Sequential loop inside kernel seems to be not working at all, or this is just a synchronization problem ?!

Hi. I’ve got a problem with the innermost sequential loop executed inside incKernel function. It’s intended to count a sum for each thread and print the output, but it seems to be not working. The only result I have from the code execution is that the value of sum_th[threadIdx.x] is not changed and is equal to zero for each thread. Can you point me at what is the problem with this loop, or this is just the lack of synchronizations. Thanks a lot. Waiting for your reply.

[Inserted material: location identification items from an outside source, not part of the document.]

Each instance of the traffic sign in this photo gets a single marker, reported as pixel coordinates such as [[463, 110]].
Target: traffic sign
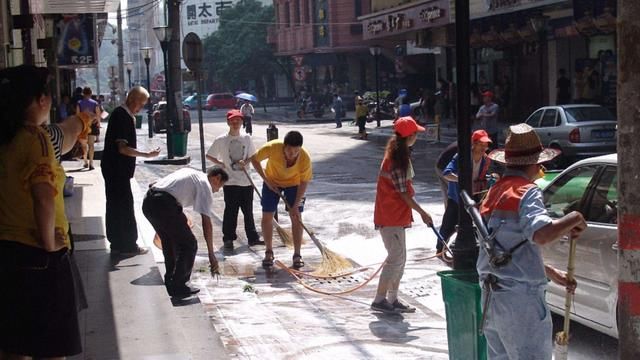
[[299, 73], [192, 52]]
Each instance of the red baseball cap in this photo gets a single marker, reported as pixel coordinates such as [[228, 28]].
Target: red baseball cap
[[480, 135], [234, 113], [488, 94], [406, 126]]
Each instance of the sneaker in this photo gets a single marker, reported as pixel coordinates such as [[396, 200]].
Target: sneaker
[[403, 307], [384, 306], [138, 251], [183, 292], [256, 242]]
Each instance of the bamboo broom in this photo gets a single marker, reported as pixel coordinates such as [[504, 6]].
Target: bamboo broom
[[561, 351], [284, 235], [332, 262]]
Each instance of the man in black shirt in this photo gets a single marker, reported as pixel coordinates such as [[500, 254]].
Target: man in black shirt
[[118, 167]]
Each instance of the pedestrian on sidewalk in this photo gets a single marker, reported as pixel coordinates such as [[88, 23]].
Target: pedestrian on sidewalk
[[288, 173], [118, 166], [361, 118], [232, 152], [38, 313], [481, 164], [247, 112], [393, 212], [338, 109], [487, 116], [517, 319], [163, 207], [89, 106]]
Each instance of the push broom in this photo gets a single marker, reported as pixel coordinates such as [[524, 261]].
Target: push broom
[[332, 262], [284, 235], [561, 351]]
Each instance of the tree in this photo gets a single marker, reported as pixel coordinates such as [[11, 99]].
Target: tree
[[238, 52]]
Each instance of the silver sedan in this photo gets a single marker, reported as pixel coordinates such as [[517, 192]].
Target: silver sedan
[[578, 130], [588, 186]]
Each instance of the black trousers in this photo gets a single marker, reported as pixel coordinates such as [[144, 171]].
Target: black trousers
[[238, 198], [449, 222], [179, 245], [120, 219]]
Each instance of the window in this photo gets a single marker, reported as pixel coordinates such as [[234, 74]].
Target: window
[[549, 118], [604, 203], [287, 14], [296, 12], [357, 5], [566, 194], [534, 120], [589, 113]]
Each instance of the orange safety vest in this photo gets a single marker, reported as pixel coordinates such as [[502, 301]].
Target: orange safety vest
[[390, 209], [505, 196]]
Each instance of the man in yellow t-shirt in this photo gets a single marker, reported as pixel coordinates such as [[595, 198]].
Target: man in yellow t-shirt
[[288, 172]]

__device__ unsigned int sum_th[10] = { 0 };

__global__ void incKernel()
{
	__shared__ unsigned int counts[10];

	for (int i = 0; i < 10; i++)
		atomicAdd(&sum_th[threadIdx.x], counts[i]);

	__syncthreads();
	atomicCAS(&counts[threadIdx.x], 0, 1);

	printf("tid = %d count = %d\n", threadIdx.x, sum_th[threadIdx.x]);
}

int main()
{
	cudaError_t cudaStatus;
	cudaStatus = cudaSetDevice(0);
	if (cudaStatus != cudaSuccess) {
		fprintf(stderr, "cudaSetDevice failed!  Do you have a CUDA-capable GPU installed?");
		_getch();
		return 1;
	}

	incKernel << <1, 10 >> >();

	cudaStatus = cudaDeviceSynchronize();
	if (cudaStatus != cudaSuccess) {
		fprintf(stderr, "cudaDeviceSynchronize returned error code %d after launching addKernel!\n", cudaStatus);
		_getch();
		return 1;
	}

    cudaStatus = cudaDeviceReset();
    if (cudaStatus != cudaSuccess) {
        fprintf(stderr, "cudaDeviceReset failed!");
		_getch();
		return 1;
    }
	
	_getch();

    return 0;
}

You haven’t initialized your shared memory (counts) anywhere.

Your code doesn’t make sense to me.

O’key. Thanks for your reply.